Tory MP Anne Main: Why Not Use Fat Calipers On 'Lardy Children'?

11/02/2014 09:33 GMT | Updated 11/02/2014 13:59 GMT
Tim Ireland/PA Archive
Alternate crop. Tory MP Anne Main arrives at a meeting of the St Albans Conservative Association at the All Saints Pastoral Centre in Colney, where it is to be decided if she should be able to stand as their MP at the forthcoming general election.

If the government enforces proposals to ban adults from smoking in cars with children then it may as well "get out the fat calipers" whenever "lardy children" are seen on the street, a Conservative MP has said.

On Monday evening MPs overwhelmingly backed a measure that would allow the health secretary to outlaw smoking in vehicles carrying children.

Ministers were granted a free vote on the measure - successfully introduced by Labour in a House of Lords amendment to the Children and Families Bill - meaning they were not tied to a party line.

Anne Main, the Conservative MP for St Albans, said she had never "heard of a more illiberal, nonsensical and unenforceable proposal" than the idea of banning smoking in cars.

"I cannot think that this proposal will be enforceable," she told MPs. "We all want to protect children. In that case, perhaps we should get out the fat calipers when we see very lardy children walking down our high streets because their parents feed them junk of an evening.

"Perhaps we should ban fattening foods because there are more than a million people with type 2 diabetes, as has been said in the media today.

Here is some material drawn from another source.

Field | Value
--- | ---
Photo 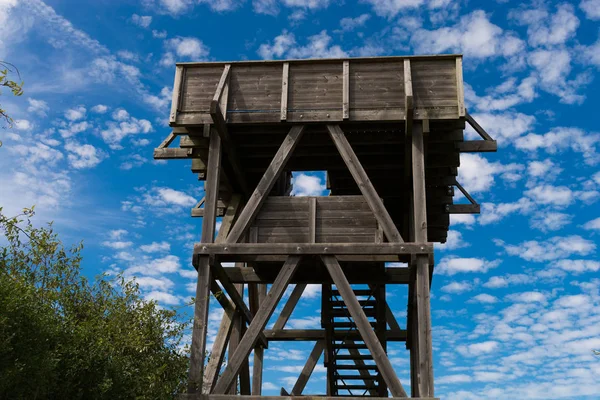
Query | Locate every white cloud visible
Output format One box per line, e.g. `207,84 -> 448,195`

"Where will it stop? We need to educate people. We need to ensure that parents do what is best for their children because they believe in doing what is best for them. We cannot legislate every single risk and danger out of existence."

Tory and Liberal Democrat MPs joined forces with Labour MPs to approve the ban by 376 votes to 107, majority 269.

David Cameron missed the vote while visiting flood-stricken areas in the south west. The prime minister's official spokesman declined to say which way the Prime Minister would have voted had he been able to attend Parliament.

But he told a regular Westminster media briefing: "While he understands the concerns that some have expressed, his view is that the time for this kind of approach has come."

Health Secretary Jeremy Hunt was in favour of the move, together with chancellor George Osborne, chief secretary Danny Alexander, defence secretary Philip Hammond and education secretary Michael Gove, international development secretary Justine Greening, Scotland secretary Alistair Carmichael and energy secretary Ed Davey.

Justice Secretary Chris Grayling was in the "no" camp of those who said it was unenforceable. Home secretary Theresa May, Work and pensions secretary Iain Duncan Smith and Northern Ireland secretary Theresa Villiers also opposed the ban.

A Department of Health spokesman said: "Second-hand smoke is harmful to children and it is right that this has been debated in Parliament. We will now determine how this amendment should be taken forward."